Approaching the Island Vista Resort, we belted out a made-up song Elizabeth used to sing when she was three, "Let's Fly to the Beach!" Our five was the cheesiest bunch of hyperventilating dorks and most embarrassingly excited family that's ever graced the sands of Myrtle! That's what happens after spending three harsh winters in MinneSNOWta!
The moment we entered our condo, all of us grinning goofballs charged out on the balcony, inhaled the sacred fresh ocean air and I nearly cried. Grumbling tummies coaxed us back in the car and we headed to the Sea Captain's House, a culinary must. Nikos' was the favorite-jambalaya.
I jogged with Nikolas and Elizabeth-oh whatever! My obnoxious two told me I fake-jogged! I was moving my arms and breathing heavily! I walked miles daily, and imagined what great shape I'd be if I lived at the beach. We hunted seashells and I feigned excitement every time Katerina presented yet another cracked piece of a shell, a proud grin on her upturned hopeful face.
I took the girls to the Christmas Spectacular, a British version of Broadway, and such a treat! The boys meanwhile, had gone to drive go-karts which was closed, and then raced our clunky truck with a Ferrari. Besides the jambalaya, the highlight of Nikos' trip was beating that Ferrari. Nikos bragged about it for days, how he'd outwitted the driver, and I imagined that the guy had simply taken a right-hand turn. Nikolas sure was worked up as well and mighty proud of his daddy. Yes, I married a dude who is a perpetual 12-year-old!
What a wonderful Thanksgiving we had! I made the entire meal in our full-sized kitchen, set the smoke detector off only twice, Elizabeth remained glued to the Macy's Day Parade on TV, Nikolas started complaining that he was starving by 9:30, and it was perfect. I truly mean that the day was perfect. I made four pies, not sure why we're the biggest piggies in America, and we ate till we were food drunk.

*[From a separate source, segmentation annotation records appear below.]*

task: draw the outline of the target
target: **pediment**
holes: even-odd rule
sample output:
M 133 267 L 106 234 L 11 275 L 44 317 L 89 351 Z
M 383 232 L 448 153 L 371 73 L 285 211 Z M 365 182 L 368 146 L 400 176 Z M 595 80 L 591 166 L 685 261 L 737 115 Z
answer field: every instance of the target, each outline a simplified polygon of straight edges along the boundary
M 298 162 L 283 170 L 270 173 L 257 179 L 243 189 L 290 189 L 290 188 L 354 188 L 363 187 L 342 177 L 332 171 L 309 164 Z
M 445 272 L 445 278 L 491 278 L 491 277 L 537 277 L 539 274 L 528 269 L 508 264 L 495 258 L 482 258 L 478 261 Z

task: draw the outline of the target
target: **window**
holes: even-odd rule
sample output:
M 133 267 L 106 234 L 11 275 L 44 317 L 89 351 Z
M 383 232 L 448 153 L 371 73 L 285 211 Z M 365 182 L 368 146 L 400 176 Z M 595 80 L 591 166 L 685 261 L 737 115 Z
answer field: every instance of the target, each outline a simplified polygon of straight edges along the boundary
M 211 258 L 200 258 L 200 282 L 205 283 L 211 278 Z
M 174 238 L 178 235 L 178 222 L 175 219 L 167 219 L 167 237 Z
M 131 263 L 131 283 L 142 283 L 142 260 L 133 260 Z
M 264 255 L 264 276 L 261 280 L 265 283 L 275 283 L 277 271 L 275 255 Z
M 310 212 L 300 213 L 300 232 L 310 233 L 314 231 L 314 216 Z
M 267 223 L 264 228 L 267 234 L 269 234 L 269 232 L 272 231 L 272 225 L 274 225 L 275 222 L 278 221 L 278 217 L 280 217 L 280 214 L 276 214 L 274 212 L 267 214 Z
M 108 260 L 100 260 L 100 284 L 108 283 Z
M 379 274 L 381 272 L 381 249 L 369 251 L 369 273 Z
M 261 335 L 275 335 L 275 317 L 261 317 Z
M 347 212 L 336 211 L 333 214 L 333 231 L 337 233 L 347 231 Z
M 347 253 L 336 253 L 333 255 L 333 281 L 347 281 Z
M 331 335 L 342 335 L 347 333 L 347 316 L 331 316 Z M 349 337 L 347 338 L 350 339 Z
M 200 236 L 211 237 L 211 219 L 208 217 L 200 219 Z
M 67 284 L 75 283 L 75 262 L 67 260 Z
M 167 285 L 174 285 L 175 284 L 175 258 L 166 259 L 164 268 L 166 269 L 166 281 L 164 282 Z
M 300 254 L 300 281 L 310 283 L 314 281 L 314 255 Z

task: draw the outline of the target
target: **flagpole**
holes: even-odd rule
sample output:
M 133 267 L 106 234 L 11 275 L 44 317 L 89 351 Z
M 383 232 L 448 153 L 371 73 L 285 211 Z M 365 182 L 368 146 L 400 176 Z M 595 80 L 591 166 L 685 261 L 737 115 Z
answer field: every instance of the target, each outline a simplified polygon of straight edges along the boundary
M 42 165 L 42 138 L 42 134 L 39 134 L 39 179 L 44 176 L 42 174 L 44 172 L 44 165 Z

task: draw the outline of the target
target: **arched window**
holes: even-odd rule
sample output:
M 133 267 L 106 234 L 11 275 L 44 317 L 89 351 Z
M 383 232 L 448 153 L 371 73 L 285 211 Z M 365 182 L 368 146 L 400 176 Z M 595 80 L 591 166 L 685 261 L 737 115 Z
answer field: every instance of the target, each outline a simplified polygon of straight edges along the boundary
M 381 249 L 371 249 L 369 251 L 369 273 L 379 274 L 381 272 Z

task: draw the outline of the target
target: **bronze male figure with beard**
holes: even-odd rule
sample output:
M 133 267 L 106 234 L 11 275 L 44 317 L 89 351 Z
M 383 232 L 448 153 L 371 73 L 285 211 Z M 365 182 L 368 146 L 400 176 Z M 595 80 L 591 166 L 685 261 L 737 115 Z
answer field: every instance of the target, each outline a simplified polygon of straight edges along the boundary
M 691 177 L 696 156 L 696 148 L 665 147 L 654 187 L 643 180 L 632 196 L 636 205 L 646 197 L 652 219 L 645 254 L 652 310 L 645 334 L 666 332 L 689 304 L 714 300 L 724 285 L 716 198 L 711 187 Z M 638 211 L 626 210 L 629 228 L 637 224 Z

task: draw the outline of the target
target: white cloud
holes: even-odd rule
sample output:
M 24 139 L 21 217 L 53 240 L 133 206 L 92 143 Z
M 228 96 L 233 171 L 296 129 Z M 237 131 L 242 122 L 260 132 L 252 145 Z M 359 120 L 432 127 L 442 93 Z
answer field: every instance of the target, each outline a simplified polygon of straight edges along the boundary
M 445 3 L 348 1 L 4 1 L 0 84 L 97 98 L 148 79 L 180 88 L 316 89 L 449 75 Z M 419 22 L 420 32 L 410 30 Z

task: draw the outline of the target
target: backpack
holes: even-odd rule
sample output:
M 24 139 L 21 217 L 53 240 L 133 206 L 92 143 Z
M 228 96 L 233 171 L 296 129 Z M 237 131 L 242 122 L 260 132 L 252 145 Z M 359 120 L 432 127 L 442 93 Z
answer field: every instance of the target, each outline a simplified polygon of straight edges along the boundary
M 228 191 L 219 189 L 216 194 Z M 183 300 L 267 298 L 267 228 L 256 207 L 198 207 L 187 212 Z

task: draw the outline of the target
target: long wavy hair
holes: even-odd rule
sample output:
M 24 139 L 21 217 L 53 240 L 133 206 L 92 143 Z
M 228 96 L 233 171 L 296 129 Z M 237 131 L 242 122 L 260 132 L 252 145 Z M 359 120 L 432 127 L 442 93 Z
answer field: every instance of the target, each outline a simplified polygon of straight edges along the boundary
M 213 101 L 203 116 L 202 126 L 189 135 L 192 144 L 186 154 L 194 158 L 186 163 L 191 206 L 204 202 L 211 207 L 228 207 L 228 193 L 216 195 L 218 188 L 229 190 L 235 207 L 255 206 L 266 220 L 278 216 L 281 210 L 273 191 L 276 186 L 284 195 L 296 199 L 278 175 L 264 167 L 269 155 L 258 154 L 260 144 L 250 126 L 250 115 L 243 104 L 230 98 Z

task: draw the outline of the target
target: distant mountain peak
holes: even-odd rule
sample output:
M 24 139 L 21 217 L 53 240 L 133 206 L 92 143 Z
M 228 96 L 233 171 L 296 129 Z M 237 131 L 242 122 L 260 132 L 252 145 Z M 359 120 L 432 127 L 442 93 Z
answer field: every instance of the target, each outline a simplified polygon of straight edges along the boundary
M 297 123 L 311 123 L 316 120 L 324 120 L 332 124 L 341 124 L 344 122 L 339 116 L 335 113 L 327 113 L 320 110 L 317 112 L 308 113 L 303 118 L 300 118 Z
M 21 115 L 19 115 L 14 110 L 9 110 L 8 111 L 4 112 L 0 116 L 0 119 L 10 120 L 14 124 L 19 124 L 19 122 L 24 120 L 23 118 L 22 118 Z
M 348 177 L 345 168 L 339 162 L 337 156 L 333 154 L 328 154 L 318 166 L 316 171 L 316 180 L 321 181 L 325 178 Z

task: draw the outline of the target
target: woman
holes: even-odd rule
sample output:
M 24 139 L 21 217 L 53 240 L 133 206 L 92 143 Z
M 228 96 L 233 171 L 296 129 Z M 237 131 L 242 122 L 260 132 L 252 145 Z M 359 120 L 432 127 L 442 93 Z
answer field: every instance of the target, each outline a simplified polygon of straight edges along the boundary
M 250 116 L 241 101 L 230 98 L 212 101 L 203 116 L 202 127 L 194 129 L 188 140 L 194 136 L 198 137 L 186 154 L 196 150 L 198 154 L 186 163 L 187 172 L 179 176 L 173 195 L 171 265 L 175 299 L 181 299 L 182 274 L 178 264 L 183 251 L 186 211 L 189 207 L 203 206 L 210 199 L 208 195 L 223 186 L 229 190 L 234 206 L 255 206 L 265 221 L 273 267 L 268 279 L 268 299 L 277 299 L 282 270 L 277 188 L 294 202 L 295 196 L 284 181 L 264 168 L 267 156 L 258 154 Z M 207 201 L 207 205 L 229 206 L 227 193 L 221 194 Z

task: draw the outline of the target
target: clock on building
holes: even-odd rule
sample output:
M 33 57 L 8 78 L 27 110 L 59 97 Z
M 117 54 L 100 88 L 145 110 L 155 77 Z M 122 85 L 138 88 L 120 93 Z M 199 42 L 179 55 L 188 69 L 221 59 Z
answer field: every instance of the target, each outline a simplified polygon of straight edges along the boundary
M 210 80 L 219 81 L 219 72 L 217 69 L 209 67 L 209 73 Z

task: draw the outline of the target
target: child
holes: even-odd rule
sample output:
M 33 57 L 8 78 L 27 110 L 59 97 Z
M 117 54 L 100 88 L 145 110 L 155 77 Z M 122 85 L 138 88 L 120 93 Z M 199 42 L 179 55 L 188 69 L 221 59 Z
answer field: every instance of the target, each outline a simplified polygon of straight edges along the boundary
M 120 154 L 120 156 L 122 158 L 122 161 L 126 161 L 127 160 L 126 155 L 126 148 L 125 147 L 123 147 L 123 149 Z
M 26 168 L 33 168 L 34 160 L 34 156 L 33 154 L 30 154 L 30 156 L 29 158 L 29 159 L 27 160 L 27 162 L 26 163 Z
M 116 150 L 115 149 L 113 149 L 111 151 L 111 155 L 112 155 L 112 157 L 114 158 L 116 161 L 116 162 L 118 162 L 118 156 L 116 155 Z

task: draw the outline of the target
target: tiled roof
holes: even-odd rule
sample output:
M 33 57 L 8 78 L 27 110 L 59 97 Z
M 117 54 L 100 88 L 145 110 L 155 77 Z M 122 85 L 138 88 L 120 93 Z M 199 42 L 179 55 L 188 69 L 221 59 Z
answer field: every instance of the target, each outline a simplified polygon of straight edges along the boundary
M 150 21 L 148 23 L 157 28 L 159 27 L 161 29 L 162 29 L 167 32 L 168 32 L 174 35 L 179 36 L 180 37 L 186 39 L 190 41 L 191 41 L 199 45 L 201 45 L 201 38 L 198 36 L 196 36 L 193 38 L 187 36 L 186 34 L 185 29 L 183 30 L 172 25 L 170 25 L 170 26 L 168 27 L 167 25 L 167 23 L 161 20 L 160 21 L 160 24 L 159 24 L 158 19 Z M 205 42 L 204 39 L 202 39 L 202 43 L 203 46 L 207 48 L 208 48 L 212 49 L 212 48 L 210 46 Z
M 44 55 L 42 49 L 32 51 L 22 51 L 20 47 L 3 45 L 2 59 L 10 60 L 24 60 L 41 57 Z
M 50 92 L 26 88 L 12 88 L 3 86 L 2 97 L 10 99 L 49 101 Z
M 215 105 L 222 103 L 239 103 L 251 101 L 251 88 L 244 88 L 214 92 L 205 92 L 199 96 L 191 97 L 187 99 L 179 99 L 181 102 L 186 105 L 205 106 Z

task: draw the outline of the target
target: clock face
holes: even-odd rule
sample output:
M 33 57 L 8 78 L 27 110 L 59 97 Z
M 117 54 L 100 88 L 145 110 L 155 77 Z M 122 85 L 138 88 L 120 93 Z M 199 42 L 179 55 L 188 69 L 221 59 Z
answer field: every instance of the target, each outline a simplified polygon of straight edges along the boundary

Nikos and I took a nice autumn nap, and finally, we took a family walk on the beach. If I hopped on a boat and headed straight, the Atlantic would carry me to Africa. There's no place like the beach that ignites my chronic wanderlust to nearly unbearable levels.
The kids shimmied in their cold damp swimsuits, and I plunked down in my chair on the beach, as the ocean breeze swept me away in a lovely nostalgic trance.
I thought about my dear friend Scott Wise, whose greatest wish is to get back to Myrtle Beach. Scott, this article is dedicated to you, buddy! I thought we could set up a GoFundMe account and get you to Myrtle.
We remained on the beach long after the sun had begun its evening descent, until cold shivers won out, and then reveled in the hot jacuzzi-that's right my faithful readers who know me, germ-freak me hung out in the jacuzzi all week long!
Suddenly, fireworks penetrated the black sky, giant mushrooms of light, my favorite always red. Right then, right now, our little family collected tangible joy encased in a precious memory.
Goodbye, Myrtle Beach. Thanks for the immense joy, and happy lingering memories with my precious family. Thanks for the gratitude and fresh ocean air that washed inside my soul lest I forget during foul weathered days.